En février 2009, lors d’une réunion à Tessaoua,
avec les représentants de 182 chefs caravaniers ayant fait le déplacement
au Sud, il a été décidé de maintenir l’appui
pour la caravane du sel (appui de 1 500 000 FCFA soit 2 300 € avant
le départ sur BILMA) par priorité à l’appui
à la caravane du mil, à défaut de pouvoir financer
les deux actions. A l’issue de la réunion, 121 caravaniers
ont bénéficié de l’appui « sel »
(5 000 FCFA par caravanier soit 8 €) et 61 ont bénéficié
de l’appui « mil » (30 000 FCFA par caravanier soit
45 €), le tout pour une somme totale de 2 730 000 FCFA y compris
les frais de mise en œuvre et de gardiennage de 4 mois du centre
de Tessaoua (30 000 FCFA = 45 €) pour 182 caravaniers. Pour mémoire,
l’opération 2007/2008 a coûté 2 125 000 FCFA
= 3 240 € pour 57 caravaniers (35 000 FCFA = 53 € par caravanier)
y compris les frais et n’a concerné que l’opération
« mil ».
Aujourd’hui, en raison de la situation pluviométrique déficitaire
et de l’approche de la période des caravanes du sel, il est
important d’agir vite en vue de maintenir le cycle des caravanes
dans le but de soutenir l’économie locale. En effet, il est
vital pour la zone AÏR que la caravane du sel ait lieu, activité
importante pour le ravitaillement en vivres de la région. Pour
cela, les deux actions « Sel » et « Mil » doivent
être maintenues et renforcées. La période propice
pour agir est comprise entre fin septembre et début octobre.

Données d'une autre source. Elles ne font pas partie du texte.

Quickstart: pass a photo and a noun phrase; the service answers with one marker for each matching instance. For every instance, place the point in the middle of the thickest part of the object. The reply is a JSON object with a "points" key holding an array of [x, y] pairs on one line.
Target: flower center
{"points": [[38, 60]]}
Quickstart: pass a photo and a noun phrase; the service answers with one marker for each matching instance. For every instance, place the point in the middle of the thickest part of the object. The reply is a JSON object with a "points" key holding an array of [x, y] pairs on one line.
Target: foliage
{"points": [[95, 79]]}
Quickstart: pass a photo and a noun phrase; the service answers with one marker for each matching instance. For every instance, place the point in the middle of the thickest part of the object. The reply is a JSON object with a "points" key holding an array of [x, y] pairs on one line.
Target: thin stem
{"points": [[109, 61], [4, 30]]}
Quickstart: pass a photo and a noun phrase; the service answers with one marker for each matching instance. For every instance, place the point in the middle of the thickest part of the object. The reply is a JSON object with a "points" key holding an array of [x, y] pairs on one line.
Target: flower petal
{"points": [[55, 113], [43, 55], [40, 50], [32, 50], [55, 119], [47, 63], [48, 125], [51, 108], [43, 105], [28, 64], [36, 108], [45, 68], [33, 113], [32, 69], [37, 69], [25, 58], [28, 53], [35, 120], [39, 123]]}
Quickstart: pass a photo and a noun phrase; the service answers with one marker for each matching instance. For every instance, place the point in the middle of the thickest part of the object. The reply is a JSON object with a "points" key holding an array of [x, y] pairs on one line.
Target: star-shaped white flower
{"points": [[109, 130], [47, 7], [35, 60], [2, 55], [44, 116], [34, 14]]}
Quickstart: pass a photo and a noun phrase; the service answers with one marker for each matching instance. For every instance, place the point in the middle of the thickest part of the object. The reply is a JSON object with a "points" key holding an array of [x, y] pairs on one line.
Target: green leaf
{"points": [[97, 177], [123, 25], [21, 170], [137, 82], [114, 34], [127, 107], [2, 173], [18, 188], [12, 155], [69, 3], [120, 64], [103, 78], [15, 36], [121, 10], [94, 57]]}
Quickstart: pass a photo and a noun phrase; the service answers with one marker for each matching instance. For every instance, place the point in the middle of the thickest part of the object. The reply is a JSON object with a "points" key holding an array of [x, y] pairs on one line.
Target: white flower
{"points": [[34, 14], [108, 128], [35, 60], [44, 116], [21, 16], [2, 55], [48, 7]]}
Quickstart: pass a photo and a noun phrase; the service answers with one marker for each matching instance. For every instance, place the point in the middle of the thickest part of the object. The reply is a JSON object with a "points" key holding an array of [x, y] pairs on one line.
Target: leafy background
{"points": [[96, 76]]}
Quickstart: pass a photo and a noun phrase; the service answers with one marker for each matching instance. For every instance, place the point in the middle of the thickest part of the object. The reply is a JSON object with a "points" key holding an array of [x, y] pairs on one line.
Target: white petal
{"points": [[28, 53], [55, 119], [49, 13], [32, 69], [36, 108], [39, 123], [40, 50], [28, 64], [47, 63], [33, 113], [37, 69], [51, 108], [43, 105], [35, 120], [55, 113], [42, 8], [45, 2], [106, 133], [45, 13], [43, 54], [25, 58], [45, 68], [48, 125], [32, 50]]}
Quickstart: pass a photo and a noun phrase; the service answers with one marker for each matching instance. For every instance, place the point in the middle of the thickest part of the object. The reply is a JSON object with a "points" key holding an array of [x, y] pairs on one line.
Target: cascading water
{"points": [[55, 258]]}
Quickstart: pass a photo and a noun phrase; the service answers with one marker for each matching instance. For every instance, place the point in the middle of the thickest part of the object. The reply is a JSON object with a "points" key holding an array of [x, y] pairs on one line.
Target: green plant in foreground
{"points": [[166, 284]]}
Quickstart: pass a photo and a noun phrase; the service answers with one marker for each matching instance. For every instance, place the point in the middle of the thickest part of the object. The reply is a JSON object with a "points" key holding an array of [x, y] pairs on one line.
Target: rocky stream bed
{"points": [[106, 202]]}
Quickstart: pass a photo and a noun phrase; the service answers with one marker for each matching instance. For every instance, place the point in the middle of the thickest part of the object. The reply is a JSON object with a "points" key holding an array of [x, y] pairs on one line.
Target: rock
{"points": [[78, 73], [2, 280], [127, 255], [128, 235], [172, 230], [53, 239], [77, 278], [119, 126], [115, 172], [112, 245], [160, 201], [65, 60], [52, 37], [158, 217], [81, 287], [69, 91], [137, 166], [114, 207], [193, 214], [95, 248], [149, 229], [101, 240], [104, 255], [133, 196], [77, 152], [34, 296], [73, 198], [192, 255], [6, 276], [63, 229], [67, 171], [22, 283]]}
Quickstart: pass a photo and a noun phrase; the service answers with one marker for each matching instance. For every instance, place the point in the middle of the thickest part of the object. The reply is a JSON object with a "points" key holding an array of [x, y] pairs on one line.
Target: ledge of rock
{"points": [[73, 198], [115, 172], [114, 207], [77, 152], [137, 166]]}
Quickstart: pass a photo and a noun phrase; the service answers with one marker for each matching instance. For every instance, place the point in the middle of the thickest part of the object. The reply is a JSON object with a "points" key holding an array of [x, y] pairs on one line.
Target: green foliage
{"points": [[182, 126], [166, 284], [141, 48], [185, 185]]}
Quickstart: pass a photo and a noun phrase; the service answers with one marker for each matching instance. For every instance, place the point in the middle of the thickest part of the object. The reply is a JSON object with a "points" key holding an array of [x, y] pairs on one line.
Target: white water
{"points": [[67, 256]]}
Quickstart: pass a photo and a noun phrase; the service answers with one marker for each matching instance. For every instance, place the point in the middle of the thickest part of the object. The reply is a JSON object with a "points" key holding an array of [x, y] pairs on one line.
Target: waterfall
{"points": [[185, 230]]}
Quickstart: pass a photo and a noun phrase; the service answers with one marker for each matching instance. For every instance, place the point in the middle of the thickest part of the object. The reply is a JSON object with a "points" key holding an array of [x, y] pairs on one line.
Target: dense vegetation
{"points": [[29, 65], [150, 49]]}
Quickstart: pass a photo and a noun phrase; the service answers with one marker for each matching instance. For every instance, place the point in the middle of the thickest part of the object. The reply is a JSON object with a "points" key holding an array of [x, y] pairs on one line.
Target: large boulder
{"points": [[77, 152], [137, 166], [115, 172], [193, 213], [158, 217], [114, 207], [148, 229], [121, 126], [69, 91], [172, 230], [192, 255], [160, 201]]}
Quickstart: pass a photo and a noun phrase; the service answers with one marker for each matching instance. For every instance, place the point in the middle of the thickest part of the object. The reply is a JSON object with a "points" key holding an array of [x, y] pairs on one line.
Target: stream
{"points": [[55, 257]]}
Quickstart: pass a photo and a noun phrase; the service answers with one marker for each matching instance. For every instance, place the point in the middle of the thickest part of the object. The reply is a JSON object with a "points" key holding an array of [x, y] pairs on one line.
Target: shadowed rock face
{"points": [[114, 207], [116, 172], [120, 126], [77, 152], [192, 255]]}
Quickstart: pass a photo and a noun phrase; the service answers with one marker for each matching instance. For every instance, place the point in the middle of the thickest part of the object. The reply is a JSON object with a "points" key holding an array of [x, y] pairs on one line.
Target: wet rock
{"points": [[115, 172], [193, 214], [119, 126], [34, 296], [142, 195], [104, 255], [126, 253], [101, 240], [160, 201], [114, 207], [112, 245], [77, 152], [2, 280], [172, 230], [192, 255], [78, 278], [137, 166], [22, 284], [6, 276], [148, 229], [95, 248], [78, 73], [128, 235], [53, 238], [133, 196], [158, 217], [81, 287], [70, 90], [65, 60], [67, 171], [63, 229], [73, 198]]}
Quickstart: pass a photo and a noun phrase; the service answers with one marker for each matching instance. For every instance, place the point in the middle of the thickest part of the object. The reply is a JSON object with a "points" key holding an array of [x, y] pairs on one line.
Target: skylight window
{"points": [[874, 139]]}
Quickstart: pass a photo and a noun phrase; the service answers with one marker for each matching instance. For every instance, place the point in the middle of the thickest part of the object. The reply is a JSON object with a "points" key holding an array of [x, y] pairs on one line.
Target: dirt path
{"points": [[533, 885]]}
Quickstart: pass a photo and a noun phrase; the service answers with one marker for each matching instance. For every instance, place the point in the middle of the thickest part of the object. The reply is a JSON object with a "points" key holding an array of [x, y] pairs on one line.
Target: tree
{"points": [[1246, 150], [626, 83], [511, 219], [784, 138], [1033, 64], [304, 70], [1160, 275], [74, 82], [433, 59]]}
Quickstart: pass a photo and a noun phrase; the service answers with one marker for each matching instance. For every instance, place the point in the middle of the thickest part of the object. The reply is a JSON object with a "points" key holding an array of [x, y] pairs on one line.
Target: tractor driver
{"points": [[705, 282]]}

Il ressort des discussions et débats tenus avec les caravaniers
à Timia par les responsables locaux de l’Association que
la somme habituellement octroyée (5 000 FCFA = 8 €) est à
augmenter au moins de 50% (7 500 FCFA = 12 €). Seuls en bénéficieront
les caravaniers devant se rendre effectivement à Bilma et ceux
ne pouvant pas être concernés par l’opération
« mil ». Ainsi, les estimations suivantes ont été
établies :
Opération « sel »
• nombre estimé de caravaniers en activité : 220 environ
• période indiquée de l’opération : fin
Septembre à début Octobre
• objet de l’opération : mettre à disposition
des chefs caravaniers une somme de 7 500 FCFA = 12 € leur permettant
d’assurer en partie leurs provisions pour se rendre à Bilma
• participation des bénéficiaires : 30% de la somme
octroyée
• coût de l’opération : 7 500 FCFA X 220 = 1
650 000 FCFA = 2 515 €
Opération « mil »
Au vu du succès des deux dernières opérations réalisées,
il a été décidé de continuer le même
type d’action pour les caravaniers qui n’en non pas encore
bénéficié.
• nombre de bénéficiaires : 50 chefs caravaniers
• période indiquée de l’opération : Janvier,
Février
• objet de l’opération : octroyer à chaque caravanier
une somme suffisante permettant acheter 2 chargements de mil (300 KG)
de chameau. Un chargement est cédé au caravanier comme frais
de transport et le second est livré au village pour les actions
sociales de l’Association.
• participation des bénéficiaires : équivalent
de 50% de la somme octroyée en mil
• coût de l’opération : 42 000 FCFA x 50 = 2
100 000 FCFA = 3 205 €
Coût Total des opérations : 3 750 000 FCFA = 5 720
€
Pour être efficaces et efficientes, les deux actions sont à
réaliser à des périodes précises telles que
spécifiées, en cohérence avec le cycle du trafic
caravanier. Le respect de ce cycle garantit l’opportunité
et la faisabilité de l’intervention.